Lourenço cessou bruscamente o seu passeio agitado em frente do médico grego:
E, naturalmente, ela está em tua casa?
Onde querias que estivesse? Só espero acrescentou Demétrios com um sorriso que não o vás dizer ao teu amigo frei Inácio? Atirava-nos aos dois para a mesma fogueira...
Pelo olhar que Lourenço lhe lançou, o grego compreendeu que fora longe de mais e desculpou-se, pondo a sua frase infeliz na conta da indignação sentida há pouco ao escutar o monge espanhol. E acrescentou à guisa de conclusão:
Só falta dizeres o que queres que eu faça.
Lourenço não respondeu. Reflectia. Mas o cónego-filósofo tomou a palavra:
Há uma coisa que me intriga, Demétrios e peço-te que me perdoes se te pareço indiscreto. Tu já não és novo e és um homem de ciência, muito afastado das loucuras da juventude. Por que te interessaste tanto por essa jovem? Pela sua beleza? Isso pode explicar-se num grego...
É verdade que não suporto ver arruinar uma obra de arte. Mas, no que diz respeito a donna Fiora, há outra coisa... Tu sabes que eu consulto os astros e que me acontece ter, do futuro, certas visões inexplicáveis. Ora, tive uma, quando na noite da giostra encontrei essa jovem...
O que é que tu viste? perguntou Ficino com curiosidade.
Prefiro não dizer. Mas no seguimento disso, consegui obter a data e o local de nascimento e fiz um horóscopo que, em certas coisas, se parece com o meu. Soube, com toda a certeza, que ela ia perder em breve o seu defensor natural, que teria necessidade de ajuda e decidi unir-me a uma estrela cuja luz era incerta, mas que, um dia, talvez emitisse um grande brilho...
Lourenço, que se reaproximava, escutara as palavras do grego. O Magnífico pousou-lhe uma mão no ombro: Se sabes o destino dela, por que razão me perguntas o que hás-de fazer?
Eu não sei tudo... e tu és o senhor. Agora sabes a verdade no que a ela diz respeito. Por que não fazer-lhe justiça? O pai dela só tem contra si uma mentira bem natural e ela é inocente. Não sofreu já o suficiente?

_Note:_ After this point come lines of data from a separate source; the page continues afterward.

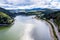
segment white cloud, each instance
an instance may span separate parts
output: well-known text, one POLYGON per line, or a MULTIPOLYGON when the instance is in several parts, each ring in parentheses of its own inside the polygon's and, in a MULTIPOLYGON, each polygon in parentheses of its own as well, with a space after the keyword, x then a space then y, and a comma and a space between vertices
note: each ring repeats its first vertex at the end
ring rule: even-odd
POLYGON ((38 7, 60 9, 60 2, 58 1, 59 0, 53 0, 53 1, 52 0, 1 0, 0 7, 8 6, 9 8, 7 7, 6 9, 30 9, 30 8, 38 8, 38 7))

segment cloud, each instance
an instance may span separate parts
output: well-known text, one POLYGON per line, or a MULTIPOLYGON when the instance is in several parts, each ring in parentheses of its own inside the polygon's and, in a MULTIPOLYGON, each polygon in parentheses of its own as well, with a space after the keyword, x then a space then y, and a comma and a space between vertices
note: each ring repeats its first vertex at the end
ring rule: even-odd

Se entendes por justiça restituir-lhe o palácio, os seus bens e pôr as coisas no estado em que estavam antes, é impossível. O povo não o permitiria. A imagem que tem dela é a de uma criatura diabólica. Seria preciso mantê-la escondida dia e noite. E depois... Eu não tenho assim tanta certeza da lealdade do defunto Beltrami...

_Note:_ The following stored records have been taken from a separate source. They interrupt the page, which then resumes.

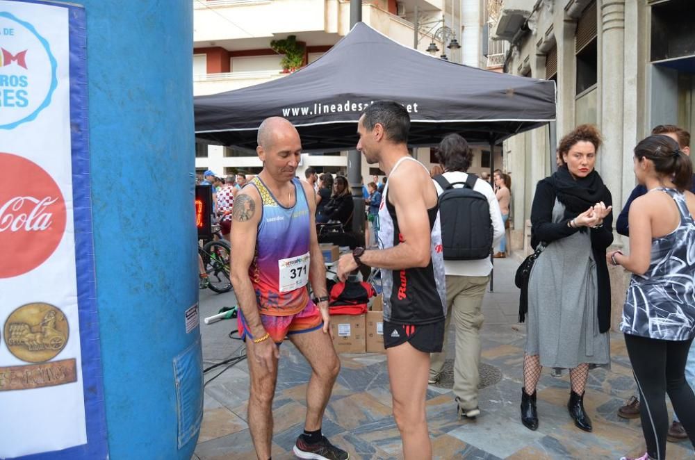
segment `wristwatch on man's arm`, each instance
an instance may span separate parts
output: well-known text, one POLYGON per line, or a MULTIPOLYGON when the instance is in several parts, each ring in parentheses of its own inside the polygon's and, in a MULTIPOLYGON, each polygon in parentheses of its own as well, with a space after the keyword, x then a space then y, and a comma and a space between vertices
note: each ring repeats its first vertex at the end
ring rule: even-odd
POLYGON ((362 254, 364 254, 363 247, 358 246, 357 247, 352 249, 352 257, 353 258, 354 258, 354 261, 357 263, 358 268, 364 265, 363 263, 362 263, 362 261, 359 260, 359 258, 361 257, 362 254))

Como é isso possível? indignou-se Marsile Ficino. Ele era o homem mais generoso, mais franco e mais honesto que eu já conheci... depois de ti!
Nesse caso, como é que explicas isto?
Lourenço foi a um armário e trouxe um pequeno cofre de malaquite, do qual tirou um rolo de pergaminho, que desenrolou e estendeu diante de si entre as duas mãos:
Angelo Donati, a quem confiei, de acordo com a Senhoria, a administração provisória dos negócios de Beltrami, recebeu do banco Fugger, em Augsburgo, o pedido de reembolso de uma letra, aceite por Francesco Beltrami e sacada por messire Philippe de Selongey, no valor de cem mil florins de ouro...
Livra! disse Ficino: que bela soma! Um resgate real!
Por que prisioneiro? O mais curioso é que, a pedido de Selongey, a soma foi depositada directamente no tesouro do duque Carlos da Borgonha. Eis porque, hoje, duvido da lealdade de Beltrami. Ele sabia da minha estreita aliança com o rei Luís de França e, no entanto, contribuiu e em que proporções para o tesouro de guerra do seu inimigo, que, portanto, também é nosso. Se o Temerário conseguir levar a cabo o seu sonho de império, a guerra estalará em breve entre nós, Sabóia e Milão e os seus aliados todo-poderosos... Eu chamo a isto traição!
Não julgues enquanto não tiveres na mão todos os dados do problema disse Demétrios. Deve ter havido uma razão... simples, mas que te escapa por agora. Confia nesse morto de quem gostavas e diz-me o que decides acerca da filha dele!
Fica com ela em tua casa! Está lá bem segura, na condição de não sair sob que pretexto for e que não veja ninguém. Ela é conhecida em Fiesole. Depois, veremos: tenho de reflectir.
O tom era seco e Demétrios pensou que seria pouco sensato, ou até perigoso, insistir. Lourenço, sabia-o, podia ser extremamente cruel se se achasse traído e as profundezas da sua alma tinham obscuridades insuspeitadas. O médico levantou-se para sair e saudou profundamente:
Direi as tuas palavras a donna Fiora, mas, antes de te deixar, posso pedir-te um favor?
Pede!
Aquela pobre criança está preocupada com uma certa Léonarde, que a educou e a quem é muito ligada. Essa mulher desapareceu no dia em que o palácio foi pilhado. Pode ser que donna Chiara Albizzi saiba onde ela está. Ora, eu não posso ir a casa dela sem levantar suspeitas e desagradar, talvez, à sua família...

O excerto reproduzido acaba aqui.